When the First War reached its peak, supplies of components from Britain and Europe began to dry up and local manufacturers either looked elsewhere or made their own. The De Luxe motorcycle built by A.G. Healings in the 1916-1919 period is a good example of this philosophy. The De Luxe motor, built by the F.W. Spacke Machine Co., Indiana USA, was widely used in Australia in the 1916 - 1920 period, not just by Healings and the smaller "manufacturers" they supplied, but also by Hercules and others. Of course the motor was also used in a number of US makes, such as Dayton, Crawford, Eagle and De Luxe (no relation to the Healing machine).

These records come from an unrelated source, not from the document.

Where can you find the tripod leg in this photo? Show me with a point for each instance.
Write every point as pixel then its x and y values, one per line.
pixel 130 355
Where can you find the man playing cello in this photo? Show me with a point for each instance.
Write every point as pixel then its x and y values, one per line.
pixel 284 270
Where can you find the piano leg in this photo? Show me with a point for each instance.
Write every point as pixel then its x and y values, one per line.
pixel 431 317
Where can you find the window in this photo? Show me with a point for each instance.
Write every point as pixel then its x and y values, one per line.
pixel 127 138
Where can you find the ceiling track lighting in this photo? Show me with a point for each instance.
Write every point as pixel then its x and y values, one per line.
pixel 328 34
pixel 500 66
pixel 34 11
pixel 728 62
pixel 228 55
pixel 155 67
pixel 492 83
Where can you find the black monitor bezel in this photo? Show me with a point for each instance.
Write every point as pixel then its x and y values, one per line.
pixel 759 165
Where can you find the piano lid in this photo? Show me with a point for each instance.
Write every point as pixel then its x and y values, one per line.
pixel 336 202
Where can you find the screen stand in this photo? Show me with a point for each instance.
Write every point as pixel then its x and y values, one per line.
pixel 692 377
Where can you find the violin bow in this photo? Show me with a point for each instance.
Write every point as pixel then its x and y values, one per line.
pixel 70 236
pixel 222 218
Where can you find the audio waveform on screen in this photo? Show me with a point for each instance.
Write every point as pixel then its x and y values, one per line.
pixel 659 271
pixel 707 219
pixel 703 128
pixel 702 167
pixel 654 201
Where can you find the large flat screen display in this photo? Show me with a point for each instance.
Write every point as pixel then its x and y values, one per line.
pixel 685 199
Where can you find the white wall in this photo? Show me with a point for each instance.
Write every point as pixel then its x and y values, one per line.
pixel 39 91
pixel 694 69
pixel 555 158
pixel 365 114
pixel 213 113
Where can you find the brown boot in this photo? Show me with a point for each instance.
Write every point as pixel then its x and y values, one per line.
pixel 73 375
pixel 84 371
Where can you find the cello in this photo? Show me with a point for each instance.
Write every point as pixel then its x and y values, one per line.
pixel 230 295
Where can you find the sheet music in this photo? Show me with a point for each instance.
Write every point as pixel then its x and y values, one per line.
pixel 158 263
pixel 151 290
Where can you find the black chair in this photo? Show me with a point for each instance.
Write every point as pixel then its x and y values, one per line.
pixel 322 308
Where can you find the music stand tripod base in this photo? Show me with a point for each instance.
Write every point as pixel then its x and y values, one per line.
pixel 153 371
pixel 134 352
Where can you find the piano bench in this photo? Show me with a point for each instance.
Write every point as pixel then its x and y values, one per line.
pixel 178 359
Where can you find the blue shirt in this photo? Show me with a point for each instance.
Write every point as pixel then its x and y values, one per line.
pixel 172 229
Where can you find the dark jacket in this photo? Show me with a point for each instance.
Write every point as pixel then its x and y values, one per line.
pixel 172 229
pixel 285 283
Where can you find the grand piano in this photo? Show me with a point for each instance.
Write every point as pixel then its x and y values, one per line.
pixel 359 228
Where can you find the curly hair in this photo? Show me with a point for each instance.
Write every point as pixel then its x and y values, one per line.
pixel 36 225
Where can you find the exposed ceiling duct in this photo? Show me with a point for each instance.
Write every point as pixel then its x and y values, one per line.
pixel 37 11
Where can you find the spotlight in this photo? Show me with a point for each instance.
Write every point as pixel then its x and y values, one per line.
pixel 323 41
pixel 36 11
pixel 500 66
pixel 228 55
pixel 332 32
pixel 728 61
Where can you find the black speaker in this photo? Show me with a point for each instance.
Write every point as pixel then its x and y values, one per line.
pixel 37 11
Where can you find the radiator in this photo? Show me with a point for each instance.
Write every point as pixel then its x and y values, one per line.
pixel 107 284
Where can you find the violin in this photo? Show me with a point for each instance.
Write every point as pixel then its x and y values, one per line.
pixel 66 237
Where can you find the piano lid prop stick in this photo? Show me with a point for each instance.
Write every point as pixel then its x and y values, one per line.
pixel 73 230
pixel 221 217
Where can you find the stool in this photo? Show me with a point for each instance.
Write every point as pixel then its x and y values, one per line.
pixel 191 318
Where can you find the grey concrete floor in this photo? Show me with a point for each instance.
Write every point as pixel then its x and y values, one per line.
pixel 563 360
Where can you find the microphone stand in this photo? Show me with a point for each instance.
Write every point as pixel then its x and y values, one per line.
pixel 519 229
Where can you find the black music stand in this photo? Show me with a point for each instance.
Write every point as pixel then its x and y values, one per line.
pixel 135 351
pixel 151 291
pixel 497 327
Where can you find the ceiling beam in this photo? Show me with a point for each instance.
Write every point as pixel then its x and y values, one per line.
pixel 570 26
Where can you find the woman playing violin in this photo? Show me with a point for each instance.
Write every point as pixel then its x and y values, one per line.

My machine is a c1916 single speed, direct belt drive. At 1000cc (most Australian manufacturers seemed to fit the 7 HP 1000cc motor rather than the 9 HP 1200 cc job that was used on some US makes) there's a lot of motor in not much frame! The wheelbase is unusually short for an Australian machine, as evidenced by the small gap between the seat tube of the frame and the rear mudguard. Compare with the gearbox model shown below, or the frame of my Blue Bird, which is also a Healing direct drive bike. Restoration is underway, but while there are no major problems, I have to say that working on the De Luxe motor is not easy.
Not all Healing De Luxe motorcycles were direct drive: many used the then-popular "chain-cum-belt" arrangement, which featured a chain for the primary drive from the engine to the clutch, then a belt from the gearbox pulley to the back wheel. Although the Sturmey Archer CS gearbox was a favourite among Australian manufacturers after its debut in 1914, during the later years of the war supplies became scarce. For the De Luxe, Healings fitted their own "AGH" gearbox, presumably to combat supply problems with the Sturmey Archer item.
The De Luxe motor is a wondrously complicated device, incorporating many "features" which can be best be described as bizarre. It is fascinating to compare it to the simple - but entirely adequate - engineering of the JAP twin of the period, which must have used around half the number of parts required for the De Luxe, and have been correspondingly cheaper to produce.